Губы сами собой произносили привычные слова, но в голове неотступно вертелась одна мысль: "Кончено, кончено, кончено, кончено…"
Гундега молчала.
— Плохо, да? — продолжала Илма, опять дёргая пуговицу, и, наконец, оторвала её. Странным взглядом посмотрев на зажатый в руке синий шарик с болтавшейся на нём ниткой, она громко всхлипнула.
— Нет, не плохо — тихо проговорила Гундега.
— Так почему же тогда… — Илма ухватилась за эти слова. Как мало надо, чтобы появилась надежда, до смешного мало!
— Я только боюсь, тётя, что…
— Чего боишься?
— Я боюсь, что, может быть, завтра опять случится что-нибудь страшное.
— Каждый день где-то в мире происходят несчастья… Это неизбежно.
— Но я больше не хотела бы увидеть своими глазами то, — что увидела сегодня утром… Я понимаю, человека может убить падающее дерево, молния, но… за горсточку вишен…
— Но ведь это мои вишни! — воскликнула Илма и, испугавшись, поспешно добавила: — И я не виновата. Бог свидетель, что на цепи Нери отломилась железка.
— Её… её можно было и отломить…
Потемневшие глаза девушки смотрели прямо в лицо Илмы. Илма отвернулась.
Нет, это уже не та девочка, что в канун Нового года убежала в одних тапочках в лес и которую можно было, взяв за руку, привести домой. Не та, к сожалению… Когда она успела перемениться? Сегодня, вчера или в ту новогоднюю ночь? Был ребёнок, теперь — взрослый человек. А ведь на вид будто ничего не измелилось — то же лицо с ямочками на щеках и по-детски вздёрнутой верхней губой, всё, всё то же. И всё же другая, более чужая, но милая, может быть, даже милее, чем когда-либо.
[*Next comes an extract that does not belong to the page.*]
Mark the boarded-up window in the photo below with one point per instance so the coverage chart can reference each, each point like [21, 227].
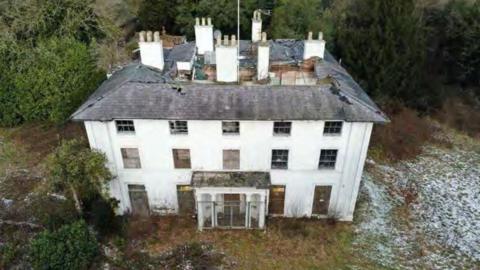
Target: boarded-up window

Если бы Гундега была в Межакактах просто жиличкой, можно было бы отнестись к её уходу спокойно. Сознание, что она стала чужой, моментально изгладило бы следы привязанности Илмы. Ушёл же Фредис, за ним — Симанис и, наконец, Дагмара. И ничего. Но Гундега… Гундега — будущее Межакактов. А будущее — это всё. Если нет будущего, нет смысла жить.
— Ты мне не веришь, Гунит? Это был несчастный случай.
Молчание.
Несмотря на охватившее её отчаяние, Илма чувствовала себя беспомощной. Она с ужасом подумала, что всегда была достаточно сильной, когда требовалось кого-нибудь прогнать, но бессильна удержать кого-либо…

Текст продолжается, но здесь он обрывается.